I find myself at a weekend-long class taught by an unusually gifted healer. During one of the breaks, I pull Mary aside and tell her the story of my breakdown and of the woman who approached me so long ago at the Inside Edge. She listens poker-faced, with the wisdom of a woman who has heard just about everything. She smiles knowingly and says, “One of your other-dimensional selves saw that you weren’t going to make it. Your Pleiadean self stepped in and took over this dimensional ‘Geoffrey.’ That’s why you feel so different, and that’s why you are no longer afraid. Your guides are very powerful, indeed. It is good to meet you. There are many of us here.”

Look, I’m as big a skeptic as the next guy – none of this airy-fairy stuff for me. That said, this is what I know: I grew up in a house where I didn’t feel safe or loved. I met the world head on, and the impact knocked me unconscious. When I came to I wasn’t sure of anything. A lot of that was a blessing, as I had been so sure of my own worthlessness for so long. With a clean slate I could paint all sorts of new ideas onto the canvas of my consciousness, without having to battle the screaming fear and paralyzing doubt that characterized my former self. I made a deal with God.
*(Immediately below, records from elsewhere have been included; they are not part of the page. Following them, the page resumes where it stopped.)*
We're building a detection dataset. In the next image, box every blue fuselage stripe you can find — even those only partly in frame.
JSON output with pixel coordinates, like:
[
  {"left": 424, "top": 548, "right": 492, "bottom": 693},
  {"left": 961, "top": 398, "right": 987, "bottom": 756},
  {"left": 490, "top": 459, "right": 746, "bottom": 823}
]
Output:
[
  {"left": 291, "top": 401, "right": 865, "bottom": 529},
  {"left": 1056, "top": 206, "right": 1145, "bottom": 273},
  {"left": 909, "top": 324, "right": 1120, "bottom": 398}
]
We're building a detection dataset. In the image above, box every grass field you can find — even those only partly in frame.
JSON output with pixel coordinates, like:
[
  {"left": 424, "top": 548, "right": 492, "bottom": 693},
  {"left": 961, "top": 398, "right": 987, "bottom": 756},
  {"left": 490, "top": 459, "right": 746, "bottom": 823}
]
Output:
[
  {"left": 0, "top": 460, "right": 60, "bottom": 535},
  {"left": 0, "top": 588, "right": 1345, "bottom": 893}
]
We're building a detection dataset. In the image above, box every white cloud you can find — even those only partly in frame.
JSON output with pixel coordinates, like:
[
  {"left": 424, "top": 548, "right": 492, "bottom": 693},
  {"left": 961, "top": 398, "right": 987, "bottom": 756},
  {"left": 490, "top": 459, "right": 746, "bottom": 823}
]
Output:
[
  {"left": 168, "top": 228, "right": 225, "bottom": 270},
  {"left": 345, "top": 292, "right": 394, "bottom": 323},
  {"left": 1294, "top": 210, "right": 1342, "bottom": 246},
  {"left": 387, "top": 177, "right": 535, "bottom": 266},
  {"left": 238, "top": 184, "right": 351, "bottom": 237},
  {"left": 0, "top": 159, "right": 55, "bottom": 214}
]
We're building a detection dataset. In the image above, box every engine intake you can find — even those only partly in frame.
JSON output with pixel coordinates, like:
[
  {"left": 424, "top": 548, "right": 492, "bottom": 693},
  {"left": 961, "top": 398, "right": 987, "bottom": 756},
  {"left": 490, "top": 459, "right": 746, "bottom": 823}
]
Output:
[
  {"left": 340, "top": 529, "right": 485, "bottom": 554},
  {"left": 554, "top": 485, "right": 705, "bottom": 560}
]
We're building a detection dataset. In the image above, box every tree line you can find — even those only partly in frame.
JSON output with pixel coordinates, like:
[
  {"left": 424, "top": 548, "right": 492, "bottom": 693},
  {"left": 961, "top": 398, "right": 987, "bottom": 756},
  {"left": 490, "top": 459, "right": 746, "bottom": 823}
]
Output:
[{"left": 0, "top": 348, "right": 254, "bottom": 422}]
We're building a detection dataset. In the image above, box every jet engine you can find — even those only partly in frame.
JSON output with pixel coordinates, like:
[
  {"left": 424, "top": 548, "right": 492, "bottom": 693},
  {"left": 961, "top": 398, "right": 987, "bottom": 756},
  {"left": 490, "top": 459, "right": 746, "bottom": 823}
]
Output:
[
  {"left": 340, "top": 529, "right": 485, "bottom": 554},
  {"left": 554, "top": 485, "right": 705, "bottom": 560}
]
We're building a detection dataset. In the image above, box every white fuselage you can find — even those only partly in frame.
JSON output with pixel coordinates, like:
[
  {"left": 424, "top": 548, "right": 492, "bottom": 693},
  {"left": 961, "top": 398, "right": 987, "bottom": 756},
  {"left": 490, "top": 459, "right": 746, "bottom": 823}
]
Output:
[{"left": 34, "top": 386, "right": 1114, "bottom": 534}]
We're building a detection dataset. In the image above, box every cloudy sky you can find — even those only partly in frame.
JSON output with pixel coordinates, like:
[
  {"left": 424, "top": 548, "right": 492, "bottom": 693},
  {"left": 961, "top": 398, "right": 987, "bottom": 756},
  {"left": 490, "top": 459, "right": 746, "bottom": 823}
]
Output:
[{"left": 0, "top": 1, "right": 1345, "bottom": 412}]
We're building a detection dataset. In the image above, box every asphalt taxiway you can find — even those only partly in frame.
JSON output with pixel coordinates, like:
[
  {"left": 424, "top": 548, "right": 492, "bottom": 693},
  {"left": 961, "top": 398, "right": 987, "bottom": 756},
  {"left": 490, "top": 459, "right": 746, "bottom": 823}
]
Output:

I didn’t pray in the traditional sense. I made a declaration: If You take my asthma away, I will believe in You. Holding up my end of the bargain has been a life-long process, but it has changed everything. Now I help others help themselves. That’s what I know. That’s what I know.

Fifteen years pass… Los Angeles: Winter

I sit at my computer, typing away at this “Thank God I…” story. It’s been twenty-three years since I first hung out my shingle and began offering back the gifts that came along with the breakdown/breakthrough. I’ve come to realize that the “fear of death” I am here to help people overcome is not only their physical death but, perhaps even more importantly, the death of their egos. I realize, too, that telling my story has become an important part of that work because it gives others hope. If I turned lemons into lemonade, they can, too.

Because of the “gift” of my abusive childhood and the subsequent life-crushing toxic consciousness with which it left me, I speak the language of hopelessness, fear and anger fluently. Having undergone a complete breakdown and subsequent rebuilding, I find that I am positioned to help others transcend their fear and pain – their identification with ego – and reach the inner peace that comes with connecting to their true, spirit-based selves. Having reached the end of my rope; having made that deal with God; and having done my best to keep my end of the bargain, I now move through life a little more gracefully, with a strong working personal philosophy: I am you.

Wow… What a ride. And on and on it goes. Thank God I had that nervous breakdown!